Le 11 décembre prochain, les
Chiliens se retrouveront aux urnes pour l'élection d'un nouveau
président, de 120 députés et 20 sénateurs (1). Au
Chili, les votes tournent autour des trois pôles du spectre politique : la droite, le centre et la gauche. Pour chacun de ces pôles, il y a une coalition de partis. À gauche, il y a « le
Pacte ensemble nous pouvons » (Pacto juntos podemos); au
centre gauche nous retrouvons « la Coalition des parties pour la
démocratie » (Concertación de Partidos por la Democracia) et à droite, il y a « l'Alliance pour le
Chili » (
Alianza por Chile) (2). Chacune de ces coalitions est composées de divers partis qui peuvent présenter des candidats à la présidence de façon indépendante.
Il y a présentement quatre candidats dans la course. La favorite selon les sondages, Mme Michelle Bachelet, se présente pour « la Coalition des partis pour la
démocratie » (3). C'est d'ailleurs ce parti qui est au pouvoir depuis la fin de la
dictature du général Augusto
Pinochet en 1990. Mme Bachelet est présentement en position de force dans les sondages pour plusieurs raisons. D'abord, elle fait partie de ceux que l'on appelle les « Anti-
Pinochet » et rejoint une bonne part de la population par cette position. Ensuite, lors du 30e anniversaire du coup d'État du général
Pinochet, elle a bénéficié d'une grande visibilité médiatique en raison de son passé et de celui de son père. En effet, lors de la prise de pouvoir du général
Pinochet, en 1973, le père de Mme Bachelet, qui était général dans l'aviation, a été enlevé, torturé et est mort des suites des mauvais traitements qu'il a subit. De plus, la mère de Mme Bachelet et elle-même furent contraintes de s'exiler peut après car elles furent également victimes de mauvais traitements (6).
En ce qui concerne la coalition de droite, « l'Alliance pour le
Chili », il y a deux candidats en lice. Le premier est M. Sebastián Piñera, un riche homme d'affaire qui possède entre autre la compagnie aérienne chilienne LAN et siège au conseil d'administration de plusieurs autres grandes entreprises chiliennes. Il détient une maîtrise et un doctorat en économie de l'université Harvard.

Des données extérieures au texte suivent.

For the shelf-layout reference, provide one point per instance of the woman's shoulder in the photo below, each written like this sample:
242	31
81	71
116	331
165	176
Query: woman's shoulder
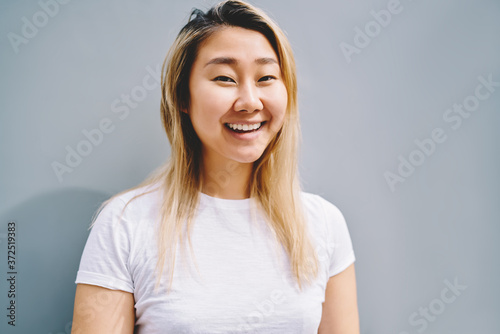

Le second candidat est M. Joaquín Lavín qui a été élu maire de Las Condes à deux reprises et s'était présenté contre le
président sortant, M. Ricardo Lagos, en 1999 (4). Il détient un diplôme en économie à l'université de Chicago et il faisait également parti du comité d'expert qui a transformé l'économie du
Chili sous le Général
Pinochet.
En ce qui concerne le parti d'
extrême gauche, « le
Pacte ensemble nous pouvons », il n'y a qu'un seul candidat. Il s'agit de M. Tomas Hirsh qui, lors des
présidentielles de 1999, a remporté 0,5% des suffrages (5). Il est l'un des fondateurs du parti Humaniste qui fut le premier parti, en 1987, à être légalisé sous la
dictature. Ensuite, il fut
ambassadeur du
Chili en
Nouvelle-Zélande de 1990 à 1992 et, finalement, cofondateur de « la Coalition des parties pour la
démocratie » qui est au pouvoir depuis 1990(7).
Le système électoral chilien prévoit deux tours de scrutin pour l'élection du
président. Cependant, il est possible d'accéder à la présidence au premier tour en récoltant 50% plus un vote au premier tour. Avant l'arrivée de M. Piñera dans la course, les sondages indiquaient que Mme Bachelet pourrait l'emporter au premier tour. Les sondages favorisent toujours celle-ci mais, selon les mêmes sondages, elle devra attendre le deuxième tour avant de l'emporter (8).
L'enjeu principal de cette élection, qui est également l'élément qui pourrait en faire un moment historique, est le fait que la candidate vedette soit une femme, monoparentale et favorable au divorce. Ce serait la première femme à accéder à ce poste au
Chili. Traditionnellement, la société chilienne est relativement
conservatrice. Pour en témoigner, le droit au divorce fut finalement accepté en 2003 au terme de neuf ans de
négociations. Cela fait du
Chili le dernier pays d'Amérique et l'un des derniers au monde à adopter une telle législation (9). Cet événement a également soulevé de grands débats populaires et demeure un sujet très sensible. Nous verrons donc, au cours des mois de décembre et janvier, si la population chilienne est prête à faire fi de ces éléments et à élire Mme Bachelet, une femme chaleureuse et charismatique, qui possède actuellement un nette avance dans les sondages (10).